Integrated a voice-controlled LLM interface combining OpenAI Whisper for speech recognition and Google Gemini for natural language understanding. Users can adjust PID coefficients (Kp, Ki, Kd) and distance thresholds (50-250px) through conversational commands, with ElevenLabs TTS providing real-time audio feedback.
Sensor Fusion
Implemented an Error-State Kalman Filter utilizing quaternion representation to avoid the singularities and gimbal lock inherent in Euler angle parameterizations. The filter maintains a 16-dimensional nominal state and a separate 15-dimensional error state, fusing measurements from 6-DOF IMU sensors and GPS receivers to produce optimal orientation and position estimates.
Derived complete Jacobian matrices for both prediction and update steps, enabling accurate covariance propagation through nonlinear system dynamics. Applied the Joseph form for covariance updates to guarantee positive semi-definiteness, while implementing multiplicative quaternion error injection to maintain unit norm constraints throughout the estimation cycle.

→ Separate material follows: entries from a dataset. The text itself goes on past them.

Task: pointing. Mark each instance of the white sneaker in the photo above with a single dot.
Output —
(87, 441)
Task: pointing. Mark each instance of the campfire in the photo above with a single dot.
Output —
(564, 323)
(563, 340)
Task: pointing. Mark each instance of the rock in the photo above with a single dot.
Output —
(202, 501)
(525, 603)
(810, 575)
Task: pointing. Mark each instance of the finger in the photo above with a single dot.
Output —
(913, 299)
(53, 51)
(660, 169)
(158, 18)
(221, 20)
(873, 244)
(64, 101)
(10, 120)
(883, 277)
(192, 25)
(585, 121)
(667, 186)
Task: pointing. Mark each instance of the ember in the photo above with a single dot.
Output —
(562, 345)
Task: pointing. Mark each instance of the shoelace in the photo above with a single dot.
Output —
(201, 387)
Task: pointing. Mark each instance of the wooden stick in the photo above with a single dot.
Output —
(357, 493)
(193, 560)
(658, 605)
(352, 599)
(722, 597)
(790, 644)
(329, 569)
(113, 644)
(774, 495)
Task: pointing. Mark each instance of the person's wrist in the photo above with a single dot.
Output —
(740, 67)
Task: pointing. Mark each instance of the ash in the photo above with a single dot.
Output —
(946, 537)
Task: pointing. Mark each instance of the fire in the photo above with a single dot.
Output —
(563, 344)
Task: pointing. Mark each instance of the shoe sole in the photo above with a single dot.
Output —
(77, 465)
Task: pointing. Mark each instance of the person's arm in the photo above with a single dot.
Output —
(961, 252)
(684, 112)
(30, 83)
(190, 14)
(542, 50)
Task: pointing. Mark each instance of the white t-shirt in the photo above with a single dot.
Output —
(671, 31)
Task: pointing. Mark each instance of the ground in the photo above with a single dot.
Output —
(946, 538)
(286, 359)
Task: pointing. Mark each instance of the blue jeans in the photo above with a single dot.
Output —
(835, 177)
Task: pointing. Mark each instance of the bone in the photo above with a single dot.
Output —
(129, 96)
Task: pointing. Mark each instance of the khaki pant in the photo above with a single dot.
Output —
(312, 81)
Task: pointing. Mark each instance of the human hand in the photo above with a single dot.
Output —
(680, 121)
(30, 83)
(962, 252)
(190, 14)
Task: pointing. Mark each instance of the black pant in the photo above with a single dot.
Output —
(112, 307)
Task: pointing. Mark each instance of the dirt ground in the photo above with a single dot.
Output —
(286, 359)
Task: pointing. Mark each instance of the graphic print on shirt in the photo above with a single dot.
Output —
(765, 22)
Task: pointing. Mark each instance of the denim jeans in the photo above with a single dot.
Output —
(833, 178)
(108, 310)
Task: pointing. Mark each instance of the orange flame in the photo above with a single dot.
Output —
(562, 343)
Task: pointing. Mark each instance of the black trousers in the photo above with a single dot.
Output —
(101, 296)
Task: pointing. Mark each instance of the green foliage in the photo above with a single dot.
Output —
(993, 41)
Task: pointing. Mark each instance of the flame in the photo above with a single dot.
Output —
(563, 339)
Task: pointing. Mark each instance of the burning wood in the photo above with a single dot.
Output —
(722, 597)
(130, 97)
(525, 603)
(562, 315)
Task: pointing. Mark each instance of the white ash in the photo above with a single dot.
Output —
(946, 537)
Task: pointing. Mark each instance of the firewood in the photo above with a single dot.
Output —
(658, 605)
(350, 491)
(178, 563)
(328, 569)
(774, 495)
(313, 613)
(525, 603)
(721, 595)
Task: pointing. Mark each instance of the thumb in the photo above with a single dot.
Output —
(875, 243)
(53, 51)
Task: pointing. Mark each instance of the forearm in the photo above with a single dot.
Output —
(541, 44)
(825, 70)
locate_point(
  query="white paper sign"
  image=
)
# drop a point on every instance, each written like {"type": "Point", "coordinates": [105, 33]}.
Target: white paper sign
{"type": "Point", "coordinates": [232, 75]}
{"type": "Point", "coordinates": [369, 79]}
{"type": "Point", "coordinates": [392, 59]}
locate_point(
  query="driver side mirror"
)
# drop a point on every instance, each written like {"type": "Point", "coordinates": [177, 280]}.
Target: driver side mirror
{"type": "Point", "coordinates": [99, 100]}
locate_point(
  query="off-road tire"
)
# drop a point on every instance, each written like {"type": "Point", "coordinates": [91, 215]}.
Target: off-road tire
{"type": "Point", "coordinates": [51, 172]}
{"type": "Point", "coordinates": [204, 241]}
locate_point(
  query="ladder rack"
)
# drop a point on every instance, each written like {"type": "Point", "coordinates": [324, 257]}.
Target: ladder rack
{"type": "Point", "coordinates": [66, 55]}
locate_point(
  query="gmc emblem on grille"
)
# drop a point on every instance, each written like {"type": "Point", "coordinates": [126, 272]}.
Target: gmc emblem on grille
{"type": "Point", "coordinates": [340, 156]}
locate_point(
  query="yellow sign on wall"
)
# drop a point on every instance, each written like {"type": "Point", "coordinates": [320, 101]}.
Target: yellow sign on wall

Architected a sensor fusion pipeline capable of processing asynchronous IMU measurements at 100Hz alongside lower-rate GPS updates. Noise parameters were characterized using Allan variance analysis, while coordinate transformations between body and navigation frames ensure geometrically consistent state estimates across all sensor modalities.
LSTM
Constructed a binary classification model using stacked LSTM layers with 40-dimensional word embeddings to process variable-length news articles. The architecture incorporates dropout regularization between recurrent layers and sequence padding to handle texts of arbitrary length while preventing overfitting on the training distribution.
Developed a custom threshold tuning algorithm that systematically evaluates classification decision boundaries across the continuous probability space. This approach identifies optimal cutoff points beyond the standard 0.5 threshold, significantly improving model accuracy by accounting for class imbalance and asymmetric misclassification costs.